Le ministre a annoncé une enquête, mais les gens sont pessimistes, parce que rarement ces genres d’enquête arrivent à terme. Est-ce que vous y croyez ?

Non, je peux affirmer le contraire. Souvent, les enquêtes arrivent à terme, mais comme les gens aiment le sensationnel, on ne s’intéresse qu’à cela. Ils ne s’intéressent pas à l’aboutissement. Moi, je suis optimiste. J’espère que la vérité jaillira. En tout cas, on n’a pas peur à ce que justice se fasse. Il faut juste respecter les confrères qui se sacrifient nuit et jour, qui travaillent même les week-ends, dans les coins les plus reculés, pour sauver des vies. Avant de divulguer une information, il faut bien la vérifier.

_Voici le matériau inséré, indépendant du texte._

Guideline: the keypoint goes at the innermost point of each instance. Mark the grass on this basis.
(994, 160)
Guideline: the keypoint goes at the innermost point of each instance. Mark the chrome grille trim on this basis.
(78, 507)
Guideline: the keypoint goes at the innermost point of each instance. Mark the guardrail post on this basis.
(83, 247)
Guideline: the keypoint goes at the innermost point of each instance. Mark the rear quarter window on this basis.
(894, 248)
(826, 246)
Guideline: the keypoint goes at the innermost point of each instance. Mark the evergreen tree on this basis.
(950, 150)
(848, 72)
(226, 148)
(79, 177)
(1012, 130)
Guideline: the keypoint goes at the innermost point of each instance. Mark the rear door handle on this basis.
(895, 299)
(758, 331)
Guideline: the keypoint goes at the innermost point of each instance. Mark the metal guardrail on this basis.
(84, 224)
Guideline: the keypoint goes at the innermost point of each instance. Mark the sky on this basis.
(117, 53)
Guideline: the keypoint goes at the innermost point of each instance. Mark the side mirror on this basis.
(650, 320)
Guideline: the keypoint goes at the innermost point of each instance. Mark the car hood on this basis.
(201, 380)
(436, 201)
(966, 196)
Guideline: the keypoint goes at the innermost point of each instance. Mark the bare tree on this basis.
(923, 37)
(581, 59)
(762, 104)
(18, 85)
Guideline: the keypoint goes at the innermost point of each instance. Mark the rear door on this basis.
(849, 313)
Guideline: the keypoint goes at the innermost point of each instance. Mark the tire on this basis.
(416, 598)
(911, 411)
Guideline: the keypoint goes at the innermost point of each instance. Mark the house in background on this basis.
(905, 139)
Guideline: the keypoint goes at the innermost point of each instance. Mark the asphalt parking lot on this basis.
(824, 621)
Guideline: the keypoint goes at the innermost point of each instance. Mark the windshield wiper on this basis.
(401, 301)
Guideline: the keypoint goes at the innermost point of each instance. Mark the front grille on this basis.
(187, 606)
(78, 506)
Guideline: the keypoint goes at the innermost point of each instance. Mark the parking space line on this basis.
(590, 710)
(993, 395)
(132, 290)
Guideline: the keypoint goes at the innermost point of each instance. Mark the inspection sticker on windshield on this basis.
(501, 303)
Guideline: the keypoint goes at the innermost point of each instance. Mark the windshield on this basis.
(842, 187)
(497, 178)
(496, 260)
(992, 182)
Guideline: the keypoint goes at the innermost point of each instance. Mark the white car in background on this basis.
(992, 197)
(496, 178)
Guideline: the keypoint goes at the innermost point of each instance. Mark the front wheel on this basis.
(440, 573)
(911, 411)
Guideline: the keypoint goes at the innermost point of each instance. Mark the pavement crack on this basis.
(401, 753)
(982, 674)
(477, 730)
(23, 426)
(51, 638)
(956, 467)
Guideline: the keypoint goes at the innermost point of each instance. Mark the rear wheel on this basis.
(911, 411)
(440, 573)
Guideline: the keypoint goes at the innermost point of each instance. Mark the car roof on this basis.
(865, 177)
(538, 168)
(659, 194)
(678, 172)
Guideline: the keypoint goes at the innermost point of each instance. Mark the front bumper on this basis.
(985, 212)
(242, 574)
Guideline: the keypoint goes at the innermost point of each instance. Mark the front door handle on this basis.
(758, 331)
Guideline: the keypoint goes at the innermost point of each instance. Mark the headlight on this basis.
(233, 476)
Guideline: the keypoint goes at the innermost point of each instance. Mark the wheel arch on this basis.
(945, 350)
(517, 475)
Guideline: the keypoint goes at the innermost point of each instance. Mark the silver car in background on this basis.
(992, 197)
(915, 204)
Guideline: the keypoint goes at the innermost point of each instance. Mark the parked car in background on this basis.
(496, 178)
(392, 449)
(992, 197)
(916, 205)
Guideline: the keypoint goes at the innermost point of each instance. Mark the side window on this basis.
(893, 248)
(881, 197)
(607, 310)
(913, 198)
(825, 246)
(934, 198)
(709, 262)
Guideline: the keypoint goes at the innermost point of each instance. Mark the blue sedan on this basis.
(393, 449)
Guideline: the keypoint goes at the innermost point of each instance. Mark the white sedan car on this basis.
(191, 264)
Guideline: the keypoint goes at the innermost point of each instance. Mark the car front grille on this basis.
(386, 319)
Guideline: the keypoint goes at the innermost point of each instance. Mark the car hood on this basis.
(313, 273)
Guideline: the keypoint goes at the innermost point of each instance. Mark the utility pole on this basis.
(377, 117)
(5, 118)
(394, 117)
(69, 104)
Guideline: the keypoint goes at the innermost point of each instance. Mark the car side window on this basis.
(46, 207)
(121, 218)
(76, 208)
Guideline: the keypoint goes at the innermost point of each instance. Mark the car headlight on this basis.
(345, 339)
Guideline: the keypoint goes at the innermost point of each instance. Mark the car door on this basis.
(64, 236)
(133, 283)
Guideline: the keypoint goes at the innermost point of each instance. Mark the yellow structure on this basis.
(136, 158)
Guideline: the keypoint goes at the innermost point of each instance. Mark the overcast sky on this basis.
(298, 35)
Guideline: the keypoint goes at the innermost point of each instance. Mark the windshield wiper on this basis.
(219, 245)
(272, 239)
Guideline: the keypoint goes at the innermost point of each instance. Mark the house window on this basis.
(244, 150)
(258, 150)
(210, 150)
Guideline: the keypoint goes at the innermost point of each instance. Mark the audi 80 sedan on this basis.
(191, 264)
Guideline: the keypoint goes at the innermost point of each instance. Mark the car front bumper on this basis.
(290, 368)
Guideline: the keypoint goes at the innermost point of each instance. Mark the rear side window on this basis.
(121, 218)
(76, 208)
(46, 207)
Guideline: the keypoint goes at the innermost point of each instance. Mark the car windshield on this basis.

La question des prestataires qui remplacent les titulaires, la nuit ou les week-ends et même à certaines heures est une inquiétude pour les patients. Qu’allez-vous faire pour régler vos absences ?

C’est important de préciser les horaires de travail de l’homme. Au Sénégal, les horaires de travail, c’est de 8 heures à 17 heures. Mais nous, nous sommes un système à feu continu. Donc, nous fonctionnons 24h sur 24. Mais là aussi, des systèmes de garde sont mis en place. Normalement, dans chaque structure sanitaire, c’est un service à feu continu. Le personnel qui doit travailler dans une structure doit respecter ses horaires à la lettre. Maintenant, si cela n’est pas fait, il y a des organes qui sont là pour évaluer et contrôler. Quand je dis le personnel, ce n’est pas seulement le médecin, c’est aussi le pharmacien, le dentiste, l’infirmier, la sage-femme. Pour les week-ends et les jours fériés, c’est le système de garde qui est mis en place. On ne peut pas mobiliser tout le monde, du lundi au dimanche. Il y a ceux qui font les horaires normés de travail, il y a ceux qui prennent des gardes. Pour un prestataire qui a son diplôme, sa qualification, qui a prouvé qu’il peut faire le travail, le problème ne se pose pas. Le plus souvent, ce ne sont pas ces prestataires qui créent les problèmes, parce qu’ils sont rémunérés à hauteur de leur prestation.Dans une émission ‘’Capital’’ sur la chaîne M6, le premier président de la Cour d’appel a soutenu qu’il va à l’hôpital  américain de Paris se soigner, car le plateau médical est différent de celui du Sénégal. Quel commentaire en faites-vous ?

Je ne vais pas entrer dans les détails de son choix, parce que chacun doit faire son choix. Mais ce que je dis est qu’il y a deux secteurs et si on regarde en profondeur, l’Etat n’investit pas dans le secteur de la santé. Parce que nos autorités politiques, s’ils ont des problèmes de santé, ils peuvent aller se faire traiter ailleurs. Leurs enfants  n’étudient pas ici. L’éducation et la santé sont les secteurs où les autorités n’accordent pas l’importance qu’il faut. Mais celui de la sécurité, ils y tiennent parce qu’on ne peut pas faire venir de l’extérieur sa sécurité.

On ne peut confier à l’extérieur sa sécurité. Si on traitait le personnel qui est là, qui s’est sacrifié de la même manière que les pays développés, il n’y aurait même pas de problèmes. Parce que, comme on le dit, c’est le système dans lequel on évolue qui fait qu’on ne peut pas explorer toutes nos capacités. Mais ceux qui sont dans ces pays, nous avons les mêmes livres, les mêmes pratiques, c’est leur plateau technique qui fait la différence. L’histoire de la radiothérapie est là. C’est un échec du système, quand on dit que nous n’avons pas de radiothérapie pour nos cancéreux. Vous ne verrez jamais dans la fonction publique des gens de la hiérarchie A gérer dans les coins reculés autre que les capitales régionales. C’est seulement les médecins qui le font.